Никто больше из друзей и подруг Нэнси не осмелился бы коснуться этой болезненной темы. Но Сьюзен была на привилегированном положении. Когда она впервые появилась в Холкомбе — задумчивая, мечтательная девочка, хрупкая, болезненная и чувствительная, — ей было восемь: на год меньше, чем Нэнси. Клаттеры приняли новую подружку дочери с таким радушием, что маленькая девочка из Калифорнии, лишившаяся отца, скоро стала почти что членом семьи. Восемь лет Нэнси и Сьюзен были неразлучны; благодаря редкой близости взглядов на мир они стали друг для друга незаменимы. Но в минувшем сентябре Сьюзен перевели из местной школы в более просторную и, как предполагалось, более солидную школу в Гарден-Сити. Это был обычный порядок для всех холкомбских школьников, которые собирались поступать в колледж, но мистер Клаттер, неукротимый патриот своей общины, такое дезертирство считал оскорблением для самого духа сообщества. Холкомбская школа достаточно хороша для его детей, и они доучатся в ней до конца. Теперь подруги днем были разлучены, и Нэнси тяжело это переживала; ей не хватало Сьюзен — единственной, перед кем ей не надо было ни бодриться, ни запираться.
— Может быть. Но мы все так за нее рады — ты же знаешь, какие у нас чудесные новости. Послушай-ка. — Нэнси помолчала, словно пыталась справиться с раздражением, которое все-таки выплеснулось в следующих словах: — Ну почему меня всюду преследует запах табачного дыма? Честное слово, мне кажется, я схожу с ума! Я сажусь в машину, вхожу в комнату — и все время мне мерещится, будто там только что кто-то курил. Но это не мама и уж конечно не Кеньон. Кеньон бы не посмел…
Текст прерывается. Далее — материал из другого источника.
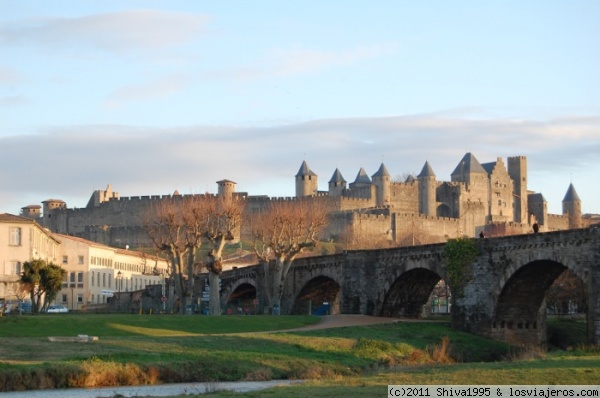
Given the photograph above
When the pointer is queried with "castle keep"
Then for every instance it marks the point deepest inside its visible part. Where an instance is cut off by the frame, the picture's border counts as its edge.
(491, 199)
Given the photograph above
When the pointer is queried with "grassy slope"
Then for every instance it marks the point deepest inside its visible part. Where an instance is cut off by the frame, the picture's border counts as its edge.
(161, 349)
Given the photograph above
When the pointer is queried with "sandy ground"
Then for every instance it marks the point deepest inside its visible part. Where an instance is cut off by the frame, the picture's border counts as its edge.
(338, 321)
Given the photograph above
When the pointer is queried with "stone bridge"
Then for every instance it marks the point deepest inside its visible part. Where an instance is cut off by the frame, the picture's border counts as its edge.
(504, 300)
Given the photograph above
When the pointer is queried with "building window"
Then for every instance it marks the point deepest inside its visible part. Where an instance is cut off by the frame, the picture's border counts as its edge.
(14, 236)
(15, 268)
(80, 280)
Как, вероятно, не посмел бы никто из тех, кто заходит к Клаттерам, в чьем доме подчеркнуто не держат пепельниц. Сьюзен постепенно начала понимать, к чему клонит Нэнси. Однако это была полная нелепость. Какие бы тревоги ни терзали мистера Клаттера, невозможно поверить, что он станет искать утешения в табаке. Но прежде чем Сьюзен успела спросить, верна ли ее догадка, Нэнси вдруг оборвала разговор:
— Извини, Сьюзен. Мне нужно идти. Миссис Кац уже приехала.
Дик сидел за рулем черного «шевроле-седан» выпуска 1949 года. Забравшись в машину, Перри первым делом проверил, на месте ли его гитара: накануне вечером они были в гостях у приятелей Дика, и он забыл ее на заднем сиденье. Это был старый «гибсон», отшкуренный и натертый воском до желтизны меда. Рядом с гитарой лежал инструмент иного рода — помповое ружье двенадцатого калибра, новенькое, с сизым отливом, с деревянным ложем, на котором была выгравирована сценка из охотничьей жизни — взлетающие фазаны. Фонарик, рыбацкий нож, кожаные перчатки и охотничий жилет с торчащими из кармашков патронами способствовали созданию особой атмосферы этого прелюбопытного натюрморта.
— Ты его наденешь? — спросил Перри, указывая на жилет.
Дик постучал костяшками пальцев по ветровому стеклу.
— Тук-тук. Простите, сэр, мы здесь охотились неподалеку и заблудились. Нельзя ли от вас позвонить…
— Si, senor. Yo comprendo[2].
— Дело верное, — сказал Дик. — Я тебе обещаю, дружочек, мы ихние мозги по всем стенам размажем.
— Их мозги, — поправил Перри. Фанат словаря, горячий поклонник заумных книжных слов, он не уставал исправлять грамматические ошибки своего товарища и расширять его лексикон с тех самых пор, как они вместе мотали срок в Канзасской исправительной колонии. Его ученик нисколько не обижался на эти уроки и, чтобы порадовать своего учителя, как-то раз даже разродился тетрадкой стихов; хотя эти вирши отличались крайней непристойностью, Перри нашел их — «веселыми и непосредственными» и отдал рукопись в тюремную лавку, где ее переплели и золотым тиснением сделали на обложке надпись: «Грязные шутки».